Reputation: 382
I have an RDD input with the format as the following:
[('2002', ['cougar', 1]),
('2002', ['the', 10]),
('2002', ['network', 4]),
('2002', ['is', 1]),
('2002', ['database', 13])]
The '2002' is the key. So, I have key value pairs as:
('year', ['word', count])
Count is integer number, I would like to use reduceByKey to get the following result:
[('2002, [['cougar', 1], ['the', 10], ['network', 4], ['is', 1], ['database', 13]]')]
I struggle a lot to get a nest list as above. The main issue is the get the nested list. E.g. I have three list a, b and c
a = ['cougar', 1]
b = ['the', 10]
c = ['network', 4]
a.append(b)
will return a as
['cougar', 1, ['the', 10]]
and
x = []
x.append(a)
x.append(b)
will return x as
[['cougar', 1], ['the', 10]]
However, if then
c.append(x)
will return c as
['network', 4, [['cougar', 1], ['the', 10]]]
All the above operation does not get me the desired result.
I want to get
[('2002', [[word1, c1],[word2, c2], [word3, c3], ...]),
('2003'[[w1, count1],[w2, count2], [w3, count3], ...])]
i.e the nested list should be:
[a, b, c]
Where a, b, c themselves are list with two elements.

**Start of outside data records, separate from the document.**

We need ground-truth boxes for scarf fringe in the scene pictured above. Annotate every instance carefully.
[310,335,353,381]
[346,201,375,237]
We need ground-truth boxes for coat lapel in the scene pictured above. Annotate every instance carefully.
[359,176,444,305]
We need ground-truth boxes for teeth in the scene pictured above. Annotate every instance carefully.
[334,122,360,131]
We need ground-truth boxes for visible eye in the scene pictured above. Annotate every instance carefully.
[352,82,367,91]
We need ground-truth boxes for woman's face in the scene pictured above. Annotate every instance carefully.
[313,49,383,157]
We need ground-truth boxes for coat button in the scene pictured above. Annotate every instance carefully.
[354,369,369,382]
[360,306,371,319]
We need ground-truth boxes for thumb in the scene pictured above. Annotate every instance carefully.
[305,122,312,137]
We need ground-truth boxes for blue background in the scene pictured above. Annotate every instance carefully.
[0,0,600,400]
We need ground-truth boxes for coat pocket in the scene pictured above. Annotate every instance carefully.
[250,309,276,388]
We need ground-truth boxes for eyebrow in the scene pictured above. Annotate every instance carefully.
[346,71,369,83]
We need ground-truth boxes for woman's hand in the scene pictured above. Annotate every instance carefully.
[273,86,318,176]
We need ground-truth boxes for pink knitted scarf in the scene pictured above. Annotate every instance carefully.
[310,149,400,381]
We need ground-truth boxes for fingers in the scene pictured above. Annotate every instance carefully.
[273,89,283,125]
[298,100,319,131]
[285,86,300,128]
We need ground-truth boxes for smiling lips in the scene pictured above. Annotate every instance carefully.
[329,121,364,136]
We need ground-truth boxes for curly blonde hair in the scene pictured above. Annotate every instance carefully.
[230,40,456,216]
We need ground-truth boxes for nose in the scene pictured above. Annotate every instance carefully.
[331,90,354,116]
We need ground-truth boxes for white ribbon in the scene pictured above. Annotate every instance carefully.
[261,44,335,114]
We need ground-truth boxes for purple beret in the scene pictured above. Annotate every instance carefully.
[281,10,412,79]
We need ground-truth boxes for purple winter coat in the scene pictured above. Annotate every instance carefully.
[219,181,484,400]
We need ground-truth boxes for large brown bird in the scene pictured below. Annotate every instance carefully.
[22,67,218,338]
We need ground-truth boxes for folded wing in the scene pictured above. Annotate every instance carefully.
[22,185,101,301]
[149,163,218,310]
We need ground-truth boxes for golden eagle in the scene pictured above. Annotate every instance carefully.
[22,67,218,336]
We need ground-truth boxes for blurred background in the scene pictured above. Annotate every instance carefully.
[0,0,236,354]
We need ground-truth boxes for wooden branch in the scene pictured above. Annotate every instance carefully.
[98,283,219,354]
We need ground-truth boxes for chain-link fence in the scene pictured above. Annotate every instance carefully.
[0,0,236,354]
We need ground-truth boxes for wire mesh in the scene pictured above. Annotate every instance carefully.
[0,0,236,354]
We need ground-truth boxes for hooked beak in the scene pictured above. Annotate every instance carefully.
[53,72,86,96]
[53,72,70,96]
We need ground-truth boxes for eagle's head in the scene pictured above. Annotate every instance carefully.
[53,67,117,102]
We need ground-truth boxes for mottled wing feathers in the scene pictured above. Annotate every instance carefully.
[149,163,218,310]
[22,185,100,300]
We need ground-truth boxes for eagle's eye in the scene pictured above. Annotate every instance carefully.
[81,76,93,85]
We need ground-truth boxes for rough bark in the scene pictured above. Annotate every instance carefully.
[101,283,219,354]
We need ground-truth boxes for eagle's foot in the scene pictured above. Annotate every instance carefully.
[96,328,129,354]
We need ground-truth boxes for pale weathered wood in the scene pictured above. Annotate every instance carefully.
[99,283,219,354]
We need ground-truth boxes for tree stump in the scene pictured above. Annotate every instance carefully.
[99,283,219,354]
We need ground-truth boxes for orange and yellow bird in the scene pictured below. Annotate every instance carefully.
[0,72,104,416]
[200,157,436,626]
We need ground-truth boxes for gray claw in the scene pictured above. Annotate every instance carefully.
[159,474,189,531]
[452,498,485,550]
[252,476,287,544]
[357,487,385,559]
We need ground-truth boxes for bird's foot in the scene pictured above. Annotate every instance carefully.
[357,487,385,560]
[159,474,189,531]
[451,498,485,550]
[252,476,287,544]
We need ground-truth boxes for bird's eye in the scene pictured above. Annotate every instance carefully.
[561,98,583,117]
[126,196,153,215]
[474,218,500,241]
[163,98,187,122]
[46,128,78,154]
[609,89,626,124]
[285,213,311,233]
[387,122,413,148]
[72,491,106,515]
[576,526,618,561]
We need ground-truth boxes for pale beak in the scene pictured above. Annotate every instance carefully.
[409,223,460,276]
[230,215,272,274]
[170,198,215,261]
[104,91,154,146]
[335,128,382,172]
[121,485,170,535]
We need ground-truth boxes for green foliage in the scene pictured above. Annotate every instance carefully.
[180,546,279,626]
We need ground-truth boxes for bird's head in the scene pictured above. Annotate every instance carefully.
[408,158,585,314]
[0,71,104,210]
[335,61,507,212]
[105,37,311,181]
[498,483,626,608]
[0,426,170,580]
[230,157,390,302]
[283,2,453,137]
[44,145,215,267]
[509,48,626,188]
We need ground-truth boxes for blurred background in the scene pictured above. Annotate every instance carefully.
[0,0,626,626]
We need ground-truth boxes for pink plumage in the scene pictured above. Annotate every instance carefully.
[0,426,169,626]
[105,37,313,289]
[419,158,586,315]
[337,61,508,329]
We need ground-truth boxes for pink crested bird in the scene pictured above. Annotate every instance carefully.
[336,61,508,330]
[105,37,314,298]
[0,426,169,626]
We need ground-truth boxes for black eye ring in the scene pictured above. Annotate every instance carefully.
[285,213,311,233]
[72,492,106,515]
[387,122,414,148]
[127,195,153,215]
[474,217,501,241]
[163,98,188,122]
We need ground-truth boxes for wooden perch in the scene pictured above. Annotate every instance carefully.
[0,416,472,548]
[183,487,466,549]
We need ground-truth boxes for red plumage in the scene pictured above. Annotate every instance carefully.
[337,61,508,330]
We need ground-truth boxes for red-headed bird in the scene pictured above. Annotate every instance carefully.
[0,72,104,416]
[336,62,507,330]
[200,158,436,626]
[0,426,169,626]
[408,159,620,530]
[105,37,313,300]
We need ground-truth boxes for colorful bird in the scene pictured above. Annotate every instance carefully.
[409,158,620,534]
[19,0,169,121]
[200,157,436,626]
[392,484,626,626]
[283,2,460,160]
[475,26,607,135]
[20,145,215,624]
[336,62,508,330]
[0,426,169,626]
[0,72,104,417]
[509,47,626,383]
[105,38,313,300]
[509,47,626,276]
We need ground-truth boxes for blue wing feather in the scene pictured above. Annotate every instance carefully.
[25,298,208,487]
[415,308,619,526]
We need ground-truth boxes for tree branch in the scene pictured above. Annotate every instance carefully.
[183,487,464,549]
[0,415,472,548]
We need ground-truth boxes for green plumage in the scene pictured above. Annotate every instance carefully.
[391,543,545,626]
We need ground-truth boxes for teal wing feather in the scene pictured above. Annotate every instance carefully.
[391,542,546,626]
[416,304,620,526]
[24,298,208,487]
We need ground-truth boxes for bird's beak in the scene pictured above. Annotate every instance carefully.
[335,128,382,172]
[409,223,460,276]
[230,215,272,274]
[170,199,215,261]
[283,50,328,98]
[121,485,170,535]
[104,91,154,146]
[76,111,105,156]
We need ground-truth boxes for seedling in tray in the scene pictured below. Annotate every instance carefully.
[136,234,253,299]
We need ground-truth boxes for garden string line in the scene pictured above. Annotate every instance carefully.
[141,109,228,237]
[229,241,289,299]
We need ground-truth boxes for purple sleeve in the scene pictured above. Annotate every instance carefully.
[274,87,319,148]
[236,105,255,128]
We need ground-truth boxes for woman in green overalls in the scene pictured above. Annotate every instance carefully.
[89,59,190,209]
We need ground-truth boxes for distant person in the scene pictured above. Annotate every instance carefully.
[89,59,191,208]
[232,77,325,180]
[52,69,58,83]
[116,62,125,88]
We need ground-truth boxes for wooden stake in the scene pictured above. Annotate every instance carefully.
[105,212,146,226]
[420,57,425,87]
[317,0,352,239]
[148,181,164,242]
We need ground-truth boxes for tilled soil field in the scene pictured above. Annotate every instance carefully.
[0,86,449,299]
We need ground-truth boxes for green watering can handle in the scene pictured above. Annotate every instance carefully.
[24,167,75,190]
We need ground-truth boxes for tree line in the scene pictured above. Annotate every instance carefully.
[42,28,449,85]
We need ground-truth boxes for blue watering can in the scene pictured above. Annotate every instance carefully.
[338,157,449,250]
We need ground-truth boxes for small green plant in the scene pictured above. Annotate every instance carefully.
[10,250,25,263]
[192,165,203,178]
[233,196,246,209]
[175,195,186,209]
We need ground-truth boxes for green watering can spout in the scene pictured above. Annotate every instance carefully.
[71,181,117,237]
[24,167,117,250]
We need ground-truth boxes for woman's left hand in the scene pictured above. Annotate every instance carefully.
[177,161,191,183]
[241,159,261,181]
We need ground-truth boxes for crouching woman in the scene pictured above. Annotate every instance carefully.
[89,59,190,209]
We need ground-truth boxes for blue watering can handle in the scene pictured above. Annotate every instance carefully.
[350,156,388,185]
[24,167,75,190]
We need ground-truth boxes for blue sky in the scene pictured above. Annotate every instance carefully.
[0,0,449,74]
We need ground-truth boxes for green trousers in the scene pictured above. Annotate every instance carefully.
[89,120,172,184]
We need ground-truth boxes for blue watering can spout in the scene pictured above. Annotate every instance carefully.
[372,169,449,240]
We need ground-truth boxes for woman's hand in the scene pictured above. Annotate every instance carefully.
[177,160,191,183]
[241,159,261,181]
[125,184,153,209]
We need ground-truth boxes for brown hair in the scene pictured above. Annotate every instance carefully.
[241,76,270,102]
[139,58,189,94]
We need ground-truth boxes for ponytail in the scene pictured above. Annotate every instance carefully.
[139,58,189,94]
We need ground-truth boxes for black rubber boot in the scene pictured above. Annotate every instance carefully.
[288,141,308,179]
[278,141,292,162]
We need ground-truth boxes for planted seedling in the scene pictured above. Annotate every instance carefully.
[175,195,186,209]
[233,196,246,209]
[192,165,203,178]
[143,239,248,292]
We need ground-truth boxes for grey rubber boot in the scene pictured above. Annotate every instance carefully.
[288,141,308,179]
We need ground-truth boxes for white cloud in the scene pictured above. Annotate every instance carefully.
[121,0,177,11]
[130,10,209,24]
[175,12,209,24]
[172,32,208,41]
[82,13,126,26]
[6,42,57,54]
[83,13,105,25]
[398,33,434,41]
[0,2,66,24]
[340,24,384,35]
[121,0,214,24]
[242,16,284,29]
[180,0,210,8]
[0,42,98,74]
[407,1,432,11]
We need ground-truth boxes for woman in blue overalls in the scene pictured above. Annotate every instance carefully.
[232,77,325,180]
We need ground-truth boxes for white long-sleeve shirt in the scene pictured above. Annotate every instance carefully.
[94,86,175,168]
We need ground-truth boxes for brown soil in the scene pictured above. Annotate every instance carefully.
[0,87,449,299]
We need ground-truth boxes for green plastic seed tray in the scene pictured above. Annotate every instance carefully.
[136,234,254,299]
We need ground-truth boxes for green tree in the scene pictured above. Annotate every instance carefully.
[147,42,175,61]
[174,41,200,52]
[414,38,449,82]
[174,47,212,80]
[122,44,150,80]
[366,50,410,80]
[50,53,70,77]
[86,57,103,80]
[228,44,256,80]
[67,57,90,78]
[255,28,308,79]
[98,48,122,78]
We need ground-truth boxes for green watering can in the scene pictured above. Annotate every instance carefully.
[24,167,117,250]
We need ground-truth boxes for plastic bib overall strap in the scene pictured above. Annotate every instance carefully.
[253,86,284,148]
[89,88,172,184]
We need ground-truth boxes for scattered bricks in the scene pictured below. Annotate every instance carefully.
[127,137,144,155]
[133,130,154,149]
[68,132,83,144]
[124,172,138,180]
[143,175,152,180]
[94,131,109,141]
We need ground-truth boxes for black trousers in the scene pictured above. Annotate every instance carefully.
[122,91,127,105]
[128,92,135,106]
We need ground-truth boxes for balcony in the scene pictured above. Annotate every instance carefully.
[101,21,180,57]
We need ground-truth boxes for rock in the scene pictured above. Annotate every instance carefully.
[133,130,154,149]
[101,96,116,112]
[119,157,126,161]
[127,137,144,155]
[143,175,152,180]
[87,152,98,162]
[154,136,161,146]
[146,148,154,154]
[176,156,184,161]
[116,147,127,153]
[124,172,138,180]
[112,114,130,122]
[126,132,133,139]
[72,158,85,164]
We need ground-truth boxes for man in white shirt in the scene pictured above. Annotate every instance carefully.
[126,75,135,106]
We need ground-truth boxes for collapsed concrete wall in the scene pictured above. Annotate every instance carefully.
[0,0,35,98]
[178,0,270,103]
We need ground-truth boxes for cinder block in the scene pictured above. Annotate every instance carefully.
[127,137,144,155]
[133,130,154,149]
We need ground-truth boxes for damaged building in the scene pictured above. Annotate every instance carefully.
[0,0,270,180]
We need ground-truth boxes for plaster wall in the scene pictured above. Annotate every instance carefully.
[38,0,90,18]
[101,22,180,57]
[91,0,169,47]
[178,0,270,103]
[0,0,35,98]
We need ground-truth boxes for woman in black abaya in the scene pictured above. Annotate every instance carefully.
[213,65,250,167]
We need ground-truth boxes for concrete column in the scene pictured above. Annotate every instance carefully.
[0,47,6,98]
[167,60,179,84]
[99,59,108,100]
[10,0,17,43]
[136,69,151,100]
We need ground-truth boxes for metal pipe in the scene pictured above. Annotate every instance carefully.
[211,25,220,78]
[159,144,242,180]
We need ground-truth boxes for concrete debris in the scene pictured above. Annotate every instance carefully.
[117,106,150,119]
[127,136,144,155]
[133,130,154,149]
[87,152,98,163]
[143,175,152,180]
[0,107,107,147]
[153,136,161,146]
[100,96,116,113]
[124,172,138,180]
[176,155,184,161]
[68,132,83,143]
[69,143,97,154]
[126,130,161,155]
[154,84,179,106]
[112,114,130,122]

I hope the question is clear and any advice?
Upvotes: 1
Views: 235
Reputation: 2108
There is no need to use ReduceByKey for this problem.
rdd = sc.parallelize([('2002', ['cougar', 1]),('2002', ['the', 10]),('2002', ['network', 4]),('2002', ['is', 1]),('2002', ['database', 13])])
rdd.collect()
:[('2002', ['cougar', 1]), ('2002', ['the', 10]), ('2002', ['network', 4]), ('2002', ['is', 1]), ('2002', ['database', 13])]
rdd_nested = rdd.groupByKey().mapValues(list)
rdd_nested.collect()
:[('2002', [['cougar', 1], ['the', 10], ['network', 4], ['is', 1], ['database', 13]])]
Upvotes: 1
Reputation: 382
I have come out one solution:
def wagg(a,b):
if type(a[0]) == list:
if type(b[0]) == list:
a.extend(b)
else:
a.append(b)
w = a
elif type(b[0]) == list:
if type(a[0]) == list:
b.extend(a)
else:
b.append(a)
w = b
else:
w = []
w.append(a)
w.append(b)
return w
rdd2 = rdd1.reduceByKey(lambda a,b: wagg(a,b))
Does anyone have better solution?
Upvotes: 1